In order for the framework to be able to compile the benchmark, a Makefile
must be provided. To facilitate the call to m5_reset_stats()
, the compiled
binary will have to be linked to the gem5 utility library. See the example
Makefile below:
CC=aarch64-linux-gnu-gcc
CFLAGS=-march=armv8-a -static
OBJS=include/m5op_arm_A64.o
all: bench
bench: bench.o
$(CC) $(CFLAGS) -o a.out bench.o $(OBJS)
bench.o: bench.c
$(CC) $(CFLAGS) -c bench.c
clean:
-rm -f *.o
-rm -f a.out
The m5op.arm.A64.o
file is provided with the framework and can be found in the bench/tacle/<benchmark>/include
directory.
Note that you can also compile it yourself, the source code is provided in the <gem5_directory>/util/m5
directory.
After having properly modified the original benchmark source code and setting
up the appropriate gen_input.py
file, the benchmark input specification must
be added to the benchmarks.py
file as follows:
from input import Types
from distributions import *
benchmarks = {
...
"test_bench" : { "path" : "<path_to_framework>/bench/test_bench/",
"input": [
("x", (Types.int, 1, 20,
[
(1, 10, (2, uniform_dist(1.))),
(10, 20, (1, uniform_dist(1.))),
])
),
("y", (Types.int, 1, 30,
[
(1, 30, (1, uniform_dist(1.))),
])
),
]
},
...
}
This example input specification defines both x
and y
as integer input
types and sets their ranges at [1,20)
and [1,30)
respectively. For y
, the
value probability distribution is uniform. For x
, a value in the range of
[1,10)
is deemed twice as likely as a value in the range of [10,20)

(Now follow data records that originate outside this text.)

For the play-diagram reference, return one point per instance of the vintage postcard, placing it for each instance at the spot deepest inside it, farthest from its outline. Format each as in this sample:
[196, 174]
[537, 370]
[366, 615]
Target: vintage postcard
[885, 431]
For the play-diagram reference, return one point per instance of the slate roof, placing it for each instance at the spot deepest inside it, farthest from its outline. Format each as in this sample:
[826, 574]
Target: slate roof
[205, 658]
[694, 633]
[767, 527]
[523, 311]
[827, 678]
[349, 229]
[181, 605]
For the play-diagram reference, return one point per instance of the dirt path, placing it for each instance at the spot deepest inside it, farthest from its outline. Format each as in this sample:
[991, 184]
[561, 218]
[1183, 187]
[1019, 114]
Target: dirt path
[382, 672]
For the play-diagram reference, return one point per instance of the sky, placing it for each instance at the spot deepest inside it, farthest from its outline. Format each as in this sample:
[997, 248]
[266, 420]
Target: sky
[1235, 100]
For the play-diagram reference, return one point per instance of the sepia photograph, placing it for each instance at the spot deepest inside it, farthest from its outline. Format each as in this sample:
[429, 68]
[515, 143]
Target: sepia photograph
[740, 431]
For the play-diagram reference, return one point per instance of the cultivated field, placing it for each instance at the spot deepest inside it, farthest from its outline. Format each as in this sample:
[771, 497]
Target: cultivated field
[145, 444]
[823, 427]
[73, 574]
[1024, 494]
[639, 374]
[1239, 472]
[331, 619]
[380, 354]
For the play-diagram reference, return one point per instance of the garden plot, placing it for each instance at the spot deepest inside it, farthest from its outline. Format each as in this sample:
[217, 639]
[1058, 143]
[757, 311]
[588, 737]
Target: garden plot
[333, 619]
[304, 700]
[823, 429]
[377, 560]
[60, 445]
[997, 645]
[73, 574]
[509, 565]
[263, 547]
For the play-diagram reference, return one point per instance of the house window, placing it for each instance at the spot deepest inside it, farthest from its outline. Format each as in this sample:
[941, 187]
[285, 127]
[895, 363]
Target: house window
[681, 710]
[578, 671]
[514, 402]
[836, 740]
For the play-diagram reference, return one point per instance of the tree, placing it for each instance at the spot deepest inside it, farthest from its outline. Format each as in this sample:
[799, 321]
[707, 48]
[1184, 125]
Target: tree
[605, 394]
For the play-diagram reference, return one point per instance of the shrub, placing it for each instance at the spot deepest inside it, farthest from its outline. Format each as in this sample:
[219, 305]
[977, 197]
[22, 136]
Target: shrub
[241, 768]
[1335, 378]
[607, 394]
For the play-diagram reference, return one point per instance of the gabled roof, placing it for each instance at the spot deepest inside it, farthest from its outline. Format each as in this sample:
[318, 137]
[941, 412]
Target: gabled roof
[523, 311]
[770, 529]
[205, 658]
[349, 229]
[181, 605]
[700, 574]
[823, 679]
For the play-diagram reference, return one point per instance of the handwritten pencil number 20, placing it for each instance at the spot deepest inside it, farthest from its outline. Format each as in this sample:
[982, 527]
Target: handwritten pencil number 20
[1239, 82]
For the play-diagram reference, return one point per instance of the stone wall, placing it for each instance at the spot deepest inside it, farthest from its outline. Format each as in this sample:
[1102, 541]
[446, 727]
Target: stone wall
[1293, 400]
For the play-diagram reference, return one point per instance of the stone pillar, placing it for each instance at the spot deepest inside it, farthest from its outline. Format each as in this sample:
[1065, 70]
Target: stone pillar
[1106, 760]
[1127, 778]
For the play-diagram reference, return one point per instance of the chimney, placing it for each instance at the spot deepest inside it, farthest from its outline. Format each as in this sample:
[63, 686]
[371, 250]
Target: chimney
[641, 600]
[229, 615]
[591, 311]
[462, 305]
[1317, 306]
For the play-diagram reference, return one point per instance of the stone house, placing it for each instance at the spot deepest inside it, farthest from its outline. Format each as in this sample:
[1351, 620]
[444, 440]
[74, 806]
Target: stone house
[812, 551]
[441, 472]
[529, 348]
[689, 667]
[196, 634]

(specified by the ratio 2:1).
In general, an input specification must adhere to the following format:\
# Input types are defined in input.py
# Distributions are defined in distributions.py
"name" : { "path" : "path_to_benchmark_folder",
"input": [
# Ranged input type
(
"variable_placeholder_name",
(input_type,
lower_bound, upper_bound,
# Input value distribution
[
(min_val, max_val, (ratio, dist),
(min_val, max_val, (ratio, dist),
...
(min_val, max_val, (ratio, dist),
])
),
# Array input type
(
"variable_placeholder_name",
(input_type, array_size)
),
# Fixed input type
(
"variable_placeholder_name",
(input_type, value)
),
]
}